不妊のこころ (4)生殖の物語を編み直す作業

 「それで、本当はどうなるはずだったの?」不妊の方とのカウンセリングで私が大切にしている問いかけです。
 「結婚してしばらくは2人の生活を楽しんでから、最初は女の子で全部で3人ほしかった」「すぐに出産して忙しく子育てをしているはずだったのに」一人一人が語る「そうなるはずだった物語」は、ままごと遊びでお母さん役を演じた、幼い頃から描いてきたイメージです。
 これを私は、「生殖物語」と呼びます。この物語は、私たちの心の中心にずっと存在していますが、普段は意識されません。しかし、不妊や流産、新生児死亡など、想定外の事態が起こると、思ったように進まないという苦しさとともに意識されるようになります。このとき、「じゃあ子どものいない人生を考えよう」と、すぐに物語を修正できる人は、それほど不妊に苦しむことはありません。

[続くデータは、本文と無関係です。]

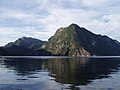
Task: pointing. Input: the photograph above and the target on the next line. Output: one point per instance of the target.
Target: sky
(41, 18)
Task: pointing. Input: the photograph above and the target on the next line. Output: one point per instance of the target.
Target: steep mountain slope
(76, 41)
(4, 52)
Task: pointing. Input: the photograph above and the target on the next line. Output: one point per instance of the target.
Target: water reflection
(74, 72)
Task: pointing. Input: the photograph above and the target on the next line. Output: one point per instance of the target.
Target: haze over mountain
(69, 41)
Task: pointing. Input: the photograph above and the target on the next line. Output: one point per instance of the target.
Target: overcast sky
(41, 18)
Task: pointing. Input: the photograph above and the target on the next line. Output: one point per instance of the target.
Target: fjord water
(59, 73)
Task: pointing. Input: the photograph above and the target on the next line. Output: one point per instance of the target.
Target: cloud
(41, 18)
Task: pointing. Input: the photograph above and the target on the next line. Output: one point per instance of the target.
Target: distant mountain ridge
(76, 41)
(69, 41)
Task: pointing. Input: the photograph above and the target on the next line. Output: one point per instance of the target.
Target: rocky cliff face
(69, 41)
(76, 41)
(65, 42)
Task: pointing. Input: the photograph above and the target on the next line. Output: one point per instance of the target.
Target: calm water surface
(59, 73)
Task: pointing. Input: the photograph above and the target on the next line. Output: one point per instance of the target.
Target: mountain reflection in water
(56, 73)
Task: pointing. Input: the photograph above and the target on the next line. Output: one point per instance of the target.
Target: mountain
(25, 46)
(3, 51)
(76, 41)
(69, 41)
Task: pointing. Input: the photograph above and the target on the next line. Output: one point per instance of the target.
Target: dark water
(59, 73)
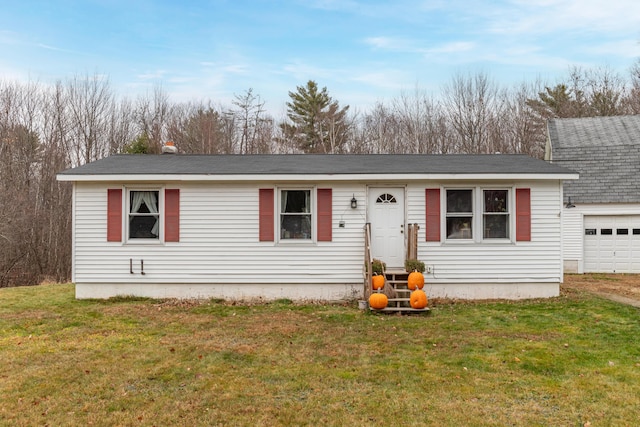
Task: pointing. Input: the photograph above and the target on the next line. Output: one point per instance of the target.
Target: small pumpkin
(418, 299)
(378, 300)
(377, 281)
(415, 281)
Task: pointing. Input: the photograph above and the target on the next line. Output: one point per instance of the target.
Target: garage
(612, 244)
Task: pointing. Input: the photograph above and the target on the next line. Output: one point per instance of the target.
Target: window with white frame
(495, 216)
(471, 209)
(144, 214)
(295, 216)
(459, 214)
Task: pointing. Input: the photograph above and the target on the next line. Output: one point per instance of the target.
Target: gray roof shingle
(605, 151)
(292, 164)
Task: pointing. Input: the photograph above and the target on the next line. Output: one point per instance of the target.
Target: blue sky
(362, 51)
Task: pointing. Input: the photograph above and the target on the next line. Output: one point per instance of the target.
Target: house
(293, 226)
(601, 217)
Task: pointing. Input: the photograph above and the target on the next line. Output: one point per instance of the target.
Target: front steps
(397, 279)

 でも、修正は、そう簡単にはいかないものです。自分が幸せになるための最善のあり方として信じて紡いできた物語だからです。不本意ながら変わってしまった物語の渦中にいながら、それでも満足できる結末を目指し、自分なりの新しい物語を編み直していく作業が欠かせないと考えています。そのためにはまず、自分が送るはずだった物語を見つめ、もうその通りにはならないという悲しみと、しっかり向き合う必要があります。
 最初の私の質問は、あなたの「生殖物語」の編み直しを始めるための、大切な問いかけなのです。